Pire, cette trahison se révélait au moment où, enfin, je m’imaginais libérée. Comme j’avais été naïve de croire, après notre dernière conversation, que tout était soldé, que tout reviendrait dans l’ordre. Que Marguerite ferait sa route d’un côté et nous de l’autre, que chacun y trouverait son compte, séparément et dans une forme d’apaisement.
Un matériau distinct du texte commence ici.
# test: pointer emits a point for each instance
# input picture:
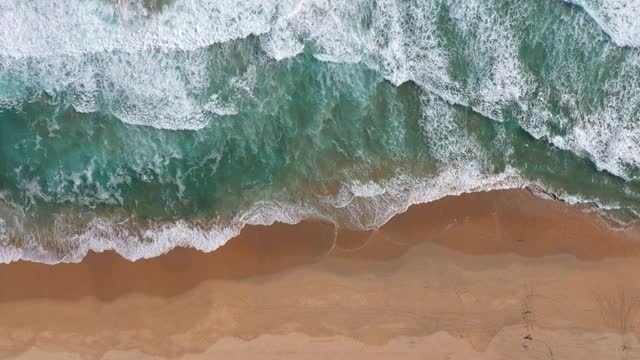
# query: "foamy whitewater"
(142, 125)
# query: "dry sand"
(496, 275)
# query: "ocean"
(140, 126)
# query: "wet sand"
(495, 275)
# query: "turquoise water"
(141, 126)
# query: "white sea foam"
(617, 18)
(369, 206)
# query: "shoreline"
(461, 274)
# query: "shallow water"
(141, 126)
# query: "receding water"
(141, 126)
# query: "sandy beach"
(492, 275)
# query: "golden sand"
(495, 275)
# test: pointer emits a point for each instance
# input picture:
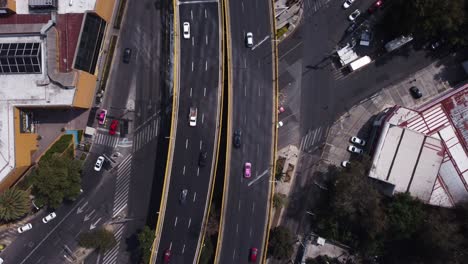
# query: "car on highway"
(253, 254)
(24, 228)
(345, 164)
(113, 127)
(247, 170)
(167, 256)
(193, 116)
(354, 149)
(249, 39)
(102, 116)
(358, 141)
(202, 158)
(237, 138)
(415, 92)
(376, 5)
(354, 15)
(183, 196)
(348, 3)
(127, 55)
(49, 217)
(99, 163)
(186, 30)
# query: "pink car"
(102, 116)
(247, 170)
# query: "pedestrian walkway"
(123, 181)
(146, 133)
(110, 257)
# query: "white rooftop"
(24, 90)
(64, 6)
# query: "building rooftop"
(443, 123)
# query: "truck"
(193, 116)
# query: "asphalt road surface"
(120, 190)
(199, 86)
(252, 111)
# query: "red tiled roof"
(68, 27)
(25, 19)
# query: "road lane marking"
(258, 178)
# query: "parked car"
(376, 5)
(24, 228)
(49, 217)
(127, 55)
(414, 91)
(186, 30)
(249, 39)
(167, 256)
(183, 196)
(202, 158)
(247, 170)
(237, 138)
(102, 116)
(348, 3)
(99, 163)
(354, 15)
(358, 141)
(113, 127)
(253, 254)
(354, 149)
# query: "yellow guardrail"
(162, 204)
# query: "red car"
(113, 127)
(253, 255)
(375, 6)
(167, 256)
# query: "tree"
(146, 239)
(14, 204)
(100, 239)
(429, 19)
(56, 179)
(279, 200)
(280, 244)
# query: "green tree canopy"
(14, 204)
(55, 179)
(280, 244)
(145, 240)
(100, 239)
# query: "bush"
(100, 239)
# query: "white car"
(186, 30)
(354, 15)
(358, 141)
(249, 39)
(49, 217)
(348, 3)
(99, 162)
(24, 228)
(345, 164)
(354, 149)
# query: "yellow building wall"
(105, 8)
(85, 87)
(25, 146)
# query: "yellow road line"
(275, 129)
(228, 51)
(162, 204)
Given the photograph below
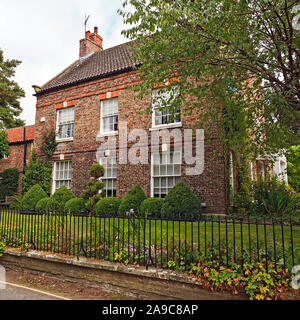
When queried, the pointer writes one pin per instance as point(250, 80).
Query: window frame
point(155, 107)
point(54, 178)
point(102, 132)
point(58, 138)
point(174, 176)
point(113, 178)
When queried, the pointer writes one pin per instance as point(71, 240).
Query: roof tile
point(97, 65)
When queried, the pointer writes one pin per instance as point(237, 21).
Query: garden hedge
point(32, 197)
point(75, 205)
point(153, 206)
point(108, 206)
point(42, 204)
point(181, 201)
point(59, 198)
point(132, 200)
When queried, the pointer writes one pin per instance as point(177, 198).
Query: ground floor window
point(62, 174)
point(110, 175)
point(165, 172)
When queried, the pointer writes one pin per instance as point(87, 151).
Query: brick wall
point(210, 186)
point(16, 158)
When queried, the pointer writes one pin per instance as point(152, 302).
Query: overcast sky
point(45, 36)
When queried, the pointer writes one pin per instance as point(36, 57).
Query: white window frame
point(55, 179)
point(156, 106)
point(111, 177)
point(58, 124)
point(166, 175)
point(102, 131)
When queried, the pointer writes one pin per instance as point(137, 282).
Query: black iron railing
point(151, 240)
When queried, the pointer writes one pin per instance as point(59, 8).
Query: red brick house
point(20, 146)
point(88, 101)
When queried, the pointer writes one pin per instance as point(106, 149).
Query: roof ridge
point(112, 60)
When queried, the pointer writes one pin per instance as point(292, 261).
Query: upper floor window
point(109, 116)
point(110, 175)
point(165, 172)
point(65, 123)
point(161, 115)
point(62, 173)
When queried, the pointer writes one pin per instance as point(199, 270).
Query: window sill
point(166, 126)
point(64, 140)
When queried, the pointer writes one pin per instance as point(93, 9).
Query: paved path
point(12, 291)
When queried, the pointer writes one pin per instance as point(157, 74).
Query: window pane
point(165, 174)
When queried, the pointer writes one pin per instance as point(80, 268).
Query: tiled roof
point(100, 64)
point(17, 134)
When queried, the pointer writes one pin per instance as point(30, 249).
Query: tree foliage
point(236, 65)
point(293, 167)
point(4, 144)
point(10, 93)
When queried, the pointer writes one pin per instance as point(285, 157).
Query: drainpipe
point(25, 149)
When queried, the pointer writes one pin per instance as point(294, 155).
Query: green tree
point(10, 93)
point(293, 167)
point(237, 64)
point(4, 144)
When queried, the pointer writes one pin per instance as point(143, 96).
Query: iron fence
point(154, 240)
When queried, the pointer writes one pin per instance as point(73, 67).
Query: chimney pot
point(91, 42)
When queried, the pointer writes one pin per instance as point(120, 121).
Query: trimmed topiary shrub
point(59, 198)
point(152, 205)
point(37, 172)
point(75, 205)
point(108, 206)
point(42, 204)
point(32, 196)
point(132, 200)
point(181, 201)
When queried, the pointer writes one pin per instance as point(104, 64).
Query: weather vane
point(85, 22)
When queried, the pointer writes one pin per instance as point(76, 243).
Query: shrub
point(32, 196)
point(59, 198)
point(75, 205)
point(42, 204)
point(37, 172)
point(9, 182)
point(152, 205)
point(293, 166)
point(273, 198)
point(92, 192)
point(132, 200)
point(181, 201)
point(108, 206)
point(16, 201)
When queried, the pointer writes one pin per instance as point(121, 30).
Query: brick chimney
point(91, 42)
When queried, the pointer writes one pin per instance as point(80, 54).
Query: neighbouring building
point(20, 146)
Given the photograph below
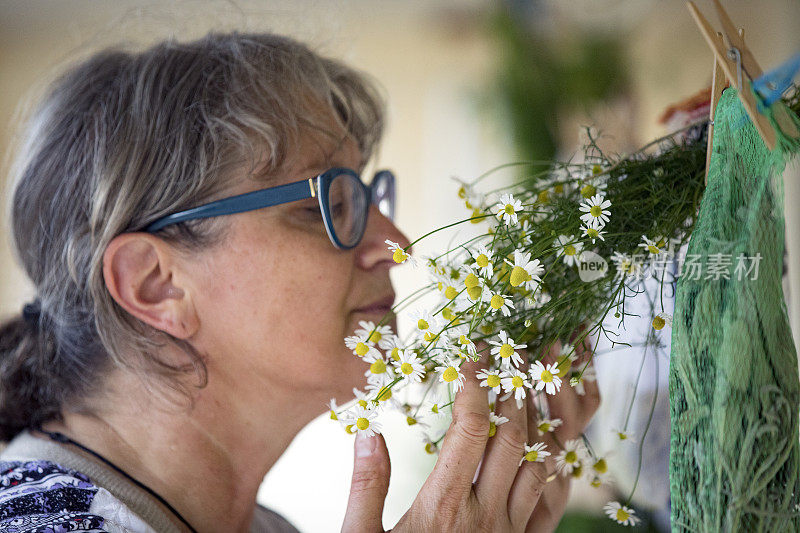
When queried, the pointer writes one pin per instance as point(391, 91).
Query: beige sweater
point(125, 498)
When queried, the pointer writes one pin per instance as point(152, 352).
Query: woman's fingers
point(503, 452)
point(371, 470)
point(465, 441)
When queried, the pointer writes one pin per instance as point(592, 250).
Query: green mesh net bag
point(733, 383)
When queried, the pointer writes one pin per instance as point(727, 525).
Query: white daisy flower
point(373, 333)
point(494, 421)
point(450, 372)
point(360, 345)
point(570, 248)
point(535, 453)
point(398, 254)
point(596, 212)
point(523, 270)
point(546, 377)
point(378, 366)
point(621, 514)
point(661, 320)
point(484, 260)
point(391, 344)
point(465, 344)
point(547, 425)
point(571, 456)
point(515, 381)
point(362, 420)
point(409, 366)
point(506, 349)
point(507, 209)
point(498, 302)
point(426, 324)
point(491, 379)
point(593, 233)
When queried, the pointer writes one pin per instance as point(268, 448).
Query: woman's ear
point(142, 276)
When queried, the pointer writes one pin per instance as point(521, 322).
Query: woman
point(173, 353)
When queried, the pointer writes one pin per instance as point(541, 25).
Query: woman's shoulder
point(40, 495)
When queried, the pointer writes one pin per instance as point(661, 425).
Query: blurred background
point(470, 85)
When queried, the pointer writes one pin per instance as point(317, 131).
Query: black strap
point(60, 437)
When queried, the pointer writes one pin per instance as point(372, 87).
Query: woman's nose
point(373, 250)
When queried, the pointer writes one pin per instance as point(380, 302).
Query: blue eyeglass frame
point(316, 187)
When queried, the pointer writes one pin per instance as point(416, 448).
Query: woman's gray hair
point(124, 138)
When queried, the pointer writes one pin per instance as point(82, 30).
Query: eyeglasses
point(343, 198)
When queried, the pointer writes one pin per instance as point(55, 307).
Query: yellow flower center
point(361, 349)
point(601, 466)
point(562, 368)
point(384, 394)
point(518, 276)
point(497, 301)
point(399, 256)
point(474, 292)
point(450, 374)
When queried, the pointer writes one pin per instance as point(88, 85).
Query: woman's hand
point(504, 496)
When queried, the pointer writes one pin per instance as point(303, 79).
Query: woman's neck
point(208, 463)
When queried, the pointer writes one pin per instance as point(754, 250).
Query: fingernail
point(365, 446)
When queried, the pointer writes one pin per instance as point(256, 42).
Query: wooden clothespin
point(740, 68)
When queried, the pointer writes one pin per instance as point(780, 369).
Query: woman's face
point(276, 299)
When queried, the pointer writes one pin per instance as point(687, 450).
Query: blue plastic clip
point(770, 85)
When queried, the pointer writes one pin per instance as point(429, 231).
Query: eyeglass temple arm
point(281, 194)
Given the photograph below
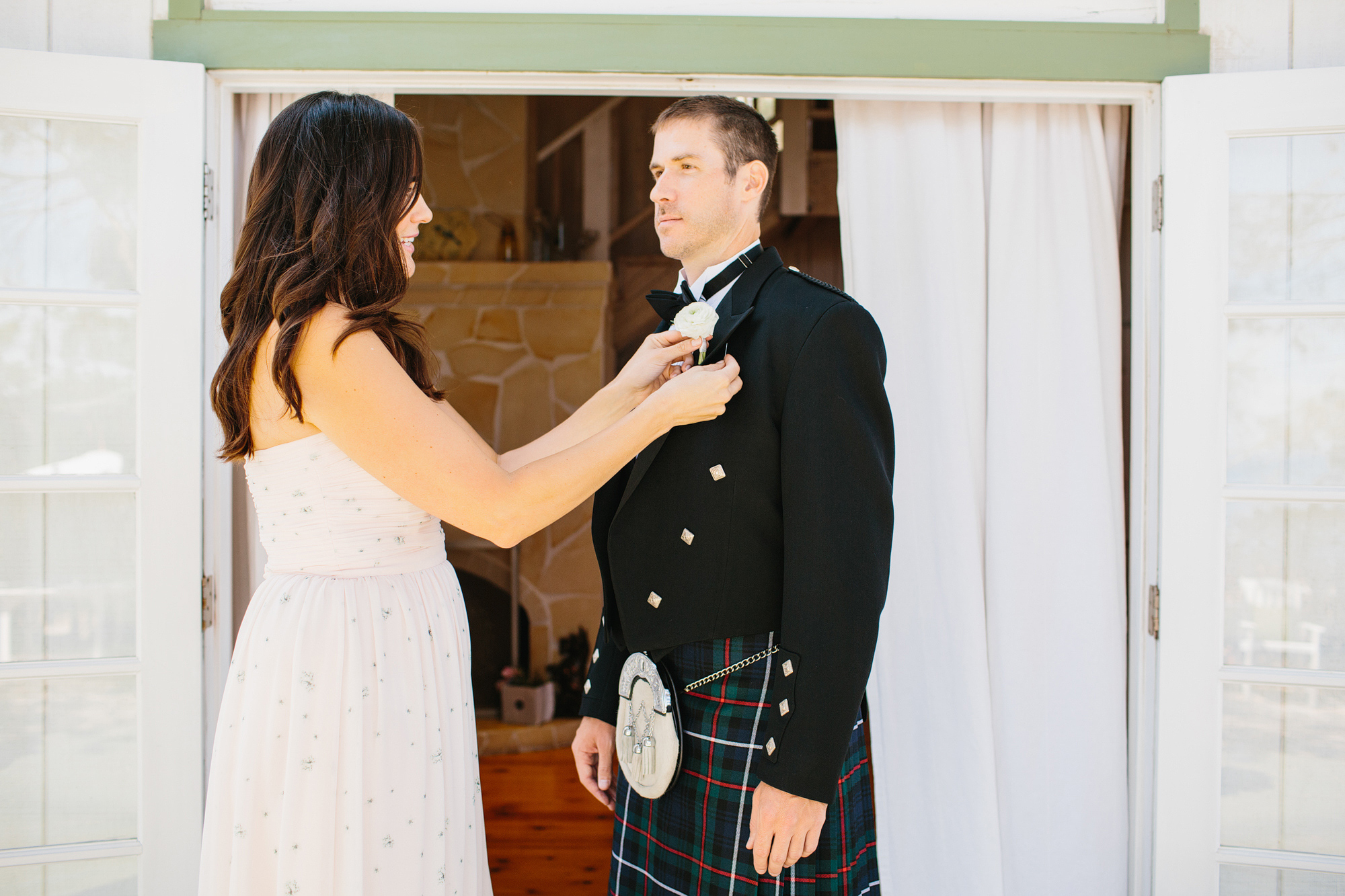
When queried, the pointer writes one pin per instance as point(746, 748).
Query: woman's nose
point(422, 213)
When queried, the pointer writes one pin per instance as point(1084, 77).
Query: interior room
point(531, 282)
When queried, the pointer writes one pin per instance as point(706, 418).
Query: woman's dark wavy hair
point(334, 177)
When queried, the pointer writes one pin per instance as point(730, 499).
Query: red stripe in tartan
point(705, 803)
point(845, 881)
point(726, 700)
point(857, 767)
point(688, 771)
point(851, 866)
point(691, 858)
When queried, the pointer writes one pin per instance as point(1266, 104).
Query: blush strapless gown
point(345, 758)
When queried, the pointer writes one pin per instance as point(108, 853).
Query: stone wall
point(477, 159)
point(521, 348)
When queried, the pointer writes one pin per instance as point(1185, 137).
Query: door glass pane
point(1284, 779)
point(1247, 880)
point(1286, 401)
point(1285, 585)
point(69, 760)
point(68, 380)
point(68, 576)
point(87, 877)
point(1286, 218)
point(69, 197)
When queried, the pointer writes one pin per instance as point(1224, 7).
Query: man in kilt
point(748, 556)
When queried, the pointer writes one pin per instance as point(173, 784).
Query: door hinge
point(1159, 202)
point(208, 602)
point(208, 197)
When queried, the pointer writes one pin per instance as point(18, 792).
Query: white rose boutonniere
point(697, 322)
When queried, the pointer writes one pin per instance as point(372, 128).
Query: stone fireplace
point(521, 346)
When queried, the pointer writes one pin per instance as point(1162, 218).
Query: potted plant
point(525, 700)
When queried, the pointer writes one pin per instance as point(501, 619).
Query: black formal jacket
point(787, 503)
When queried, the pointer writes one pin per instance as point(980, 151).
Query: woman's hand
point(654, 364)
point(697, 395)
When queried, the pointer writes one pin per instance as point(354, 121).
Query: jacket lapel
point(742, 300)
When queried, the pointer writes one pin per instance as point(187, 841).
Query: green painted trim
point(711, 45)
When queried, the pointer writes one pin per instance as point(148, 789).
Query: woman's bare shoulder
point(318, 343)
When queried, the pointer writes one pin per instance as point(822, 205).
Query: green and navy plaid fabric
point(692, 840)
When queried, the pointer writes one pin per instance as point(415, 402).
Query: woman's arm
point(371, 409)
point(642, 374)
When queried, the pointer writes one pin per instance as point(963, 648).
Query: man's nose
point(661, 192)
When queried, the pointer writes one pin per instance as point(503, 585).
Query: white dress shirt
point(709, 275)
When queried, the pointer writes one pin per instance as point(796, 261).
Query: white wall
point(1261, 36)
point(92, 28)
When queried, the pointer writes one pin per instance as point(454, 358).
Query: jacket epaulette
point(821, 283)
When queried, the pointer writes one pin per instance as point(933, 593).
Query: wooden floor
point(545, 833)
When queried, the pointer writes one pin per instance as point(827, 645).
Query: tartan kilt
point(692, 840)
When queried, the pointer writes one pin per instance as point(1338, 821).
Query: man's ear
point(755, 179)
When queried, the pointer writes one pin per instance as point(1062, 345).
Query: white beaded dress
point(345, 758)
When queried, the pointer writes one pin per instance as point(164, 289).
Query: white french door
point(100, 475)
point(1250, 774)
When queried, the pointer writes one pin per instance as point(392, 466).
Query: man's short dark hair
point(740, 131)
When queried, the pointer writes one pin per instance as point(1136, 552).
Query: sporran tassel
point(648, 759)
point(626, 743)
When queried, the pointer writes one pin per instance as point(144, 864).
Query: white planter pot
point(521, 705)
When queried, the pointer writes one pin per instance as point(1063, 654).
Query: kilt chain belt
point(742, 663)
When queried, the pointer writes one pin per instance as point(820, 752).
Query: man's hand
point(785, 827)
point(595, 751)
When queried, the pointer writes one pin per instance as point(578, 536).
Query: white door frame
point(1204, 112)
point(163, 100)
point(1144, 99)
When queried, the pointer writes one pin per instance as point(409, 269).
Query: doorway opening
point(539, 314)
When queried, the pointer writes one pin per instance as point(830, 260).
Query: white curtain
point(984, 239)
Au lieu de cela, non seulement son retour s’avérait nécessaire, mais il me faudrait affronter d’effarantes questions. Qui était ma seconde fille ? Où se trouvait-elle, que vivait-elle durant ces dix dernières années ? S’agissait-il de pure mythomanie ou plutôt d’une sorte de couverture pour cacher quelque activité illicite ? De folie ou de manipulation ?
Comment pourrais-je, si je la retrouvais, la conduire auprès de Milo comme si de rien n’était ? Comment pourrais-je annoncer la nouvelle à Céleste ? Comment celle-ci supporterait-elle de n’avoir rien vu de cet écran de fumée ? D’avoir été jouée, elle aussi, malgré le lien qui semblait les unir ?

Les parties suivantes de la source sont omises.